Written by gaytourism

Bi men are the most likely to not be out | Photo: Unsplash/rawpixel

According to a new report, 38% of bisexual people are not out at work, compared to 7% of gay men and 4% of lesbians.

Stonewall UK released a report about LGBT people in Britain and their work experiences. It reveals new information about the community — mainly, that it doesn’t consist of blanket experiences.

YouGov carried out the survey for Stonewall. They interviewed 5,000 LGBT peole in England, Scotland, and Wales.

It explores aspects of workplace life, safety, and fear.

The experience of bisexual workers

The difference between bisexual and gay people at work presents a stark reality.

While a majority of gay and lesbian people are out at work, nearly 4 in 10 bi people are not. Broken down further, half of bi men (49%) and a third of bi women (34%) are not out.

Of the total people surveyed, 28% identified as bisexual.

As bisexual activist Lewis Oakley tweeted: ‘One solution will not fix all of the issues in the LGBT.’

People in the community don’t have one general experience. Addressing an issue for a certain part of the community may not work for another group.
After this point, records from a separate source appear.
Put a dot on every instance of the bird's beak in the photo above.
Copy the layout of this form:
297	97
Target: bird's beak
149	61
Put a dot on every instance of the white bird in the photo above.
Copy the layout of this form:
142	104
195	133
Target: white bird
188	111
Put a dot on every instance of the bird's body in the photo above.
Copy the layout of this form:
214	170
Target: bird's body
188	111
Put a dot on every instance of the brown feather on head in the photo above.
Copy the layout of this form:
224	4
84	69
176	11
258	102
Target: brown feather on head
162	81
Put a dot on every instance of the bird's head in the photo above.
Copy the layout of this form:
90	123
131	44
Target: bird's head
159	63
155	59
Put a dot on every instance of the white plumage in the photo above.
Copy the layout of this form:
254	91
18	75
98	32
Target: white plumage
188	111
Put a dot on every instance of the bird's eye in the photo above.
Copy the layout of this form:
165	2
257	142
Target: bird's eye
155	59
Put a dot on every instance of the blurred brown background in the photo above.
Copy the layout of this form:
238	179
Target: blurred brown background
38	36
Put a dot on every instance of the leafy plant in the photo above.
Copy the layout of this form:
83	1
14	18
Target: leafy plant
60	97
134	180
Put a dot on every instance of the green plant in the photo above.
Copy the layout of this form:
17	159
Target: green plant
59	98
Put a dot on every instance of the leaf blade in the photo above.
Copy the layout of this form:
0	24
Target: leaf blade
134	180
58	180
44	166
The reality is far more complex than that and therefore deserves a more nuanced approach.

Bisexual people face their own set of challenges and stereotypes that do not always extend to other people in the community. A lot of people think bisexual people are confused and promiscuous. It gets worse for bi women, with people thinking they’re ‘unstable and undependable’.

LGBT people of color face similar statistics.
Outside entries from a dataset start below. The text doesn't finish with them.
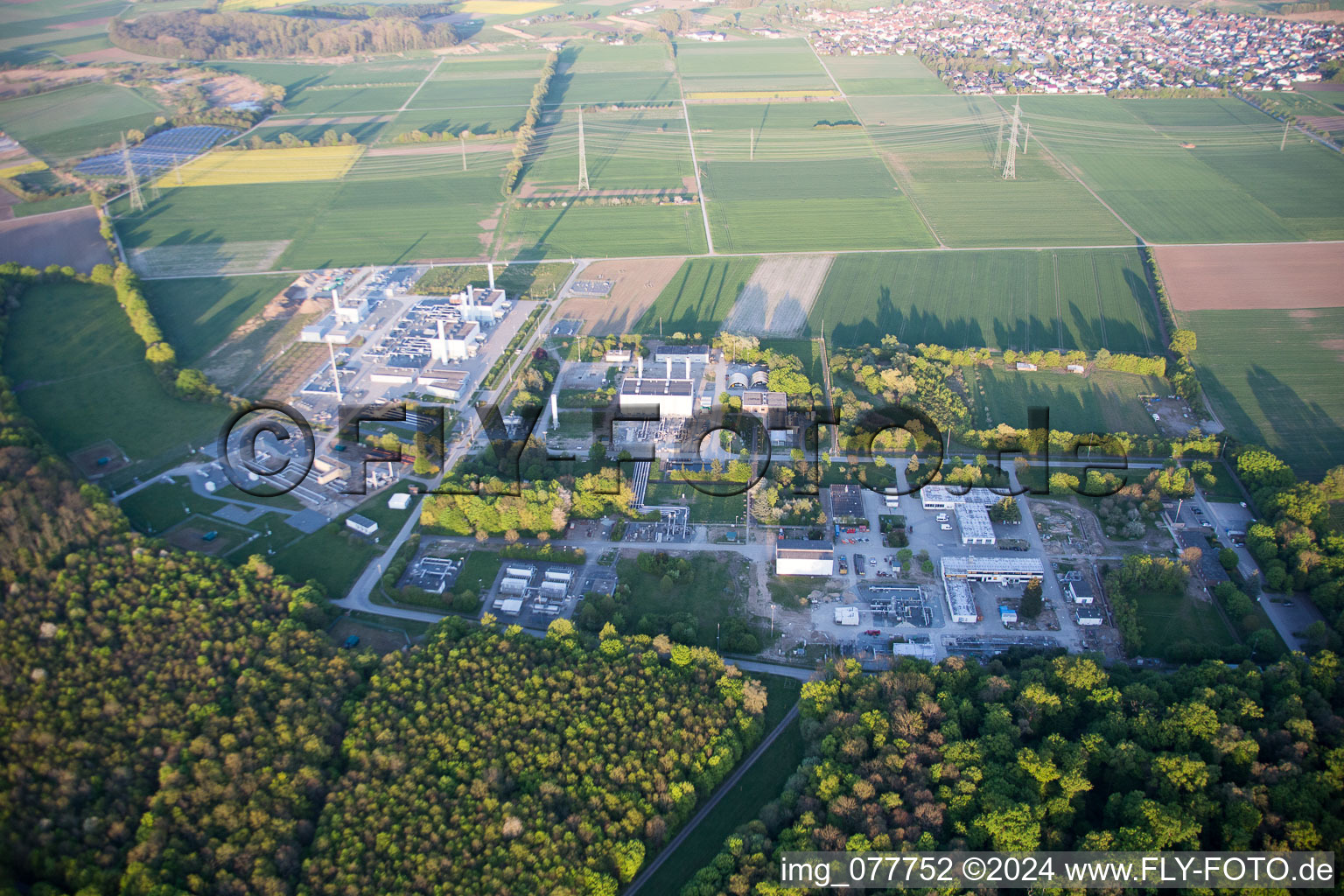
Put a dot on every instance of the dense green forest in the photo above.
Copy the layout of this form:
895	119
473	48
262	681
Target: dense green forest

10% of LGBT people of color have been physically attacked due to their identity, compared to 3% of white LGBT workers.

Furthermore, 12% of LGBT people of color have lost jobs as a result of their identity, compared to 4% of white LGBT staff members.

Staying in the closet

The survey also includes real-life stories and experiences of LGBT people working in Britain.

‘From being fairly explicitly “out” at work,  I found myself toning it down a little due to a good perception that it wasn’t appreciated,’ wrote Quincy.
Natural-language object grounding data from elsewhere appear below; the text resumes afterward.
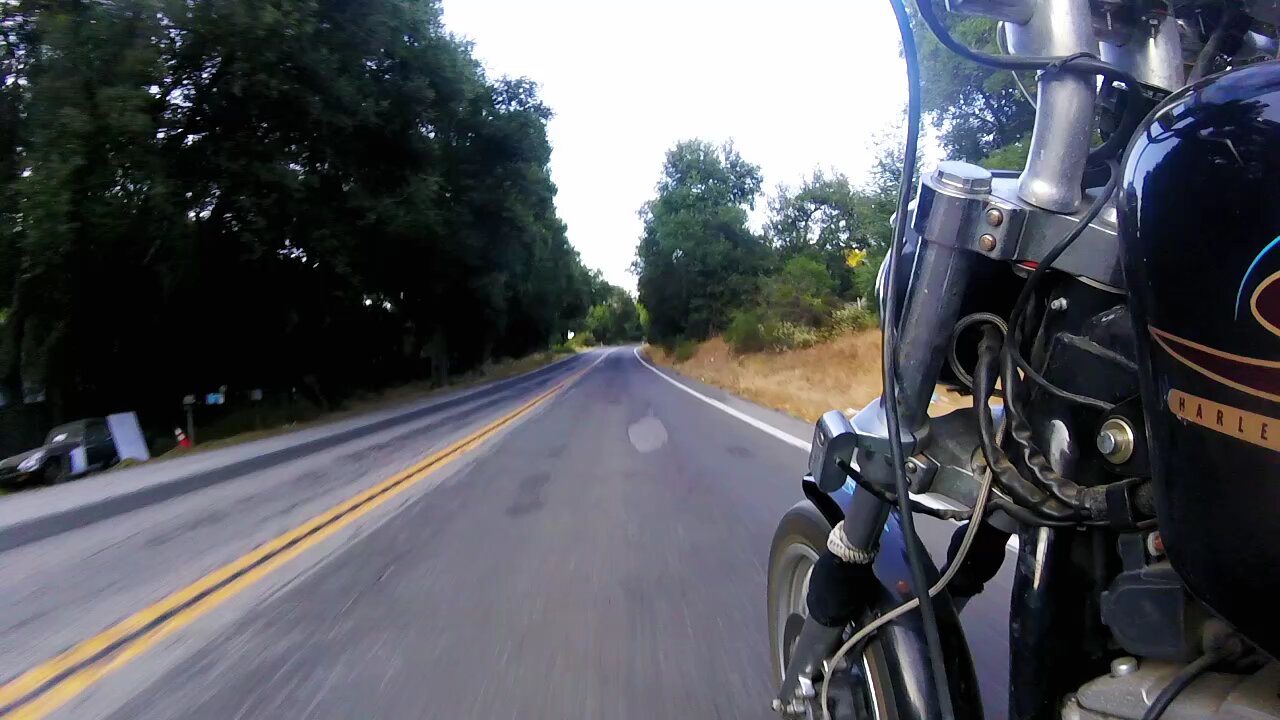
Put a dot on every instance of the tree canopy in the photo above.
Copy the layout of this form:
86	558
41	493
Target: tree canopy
319	194
696	258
‘One aspect of my anxiety comes from the feeling that being “out” is all very well, as long as I am prepared to sacrifice any serious career progression. Equally, in applying for a new job, I hid my gender/sexual identity entirely, presenting myself fully in my assigned birth gender, knowing I could easily jeopardise my job prospects if I didn’t.’

Another woman, Aurora, said her colleagues automatically assume her partner is a man.

‘I use the term partner when I speak about specific events but people say things like “he”, “husband” etc. Whilst I would not call this direct discrimination, it does make me feel uncomfortable.’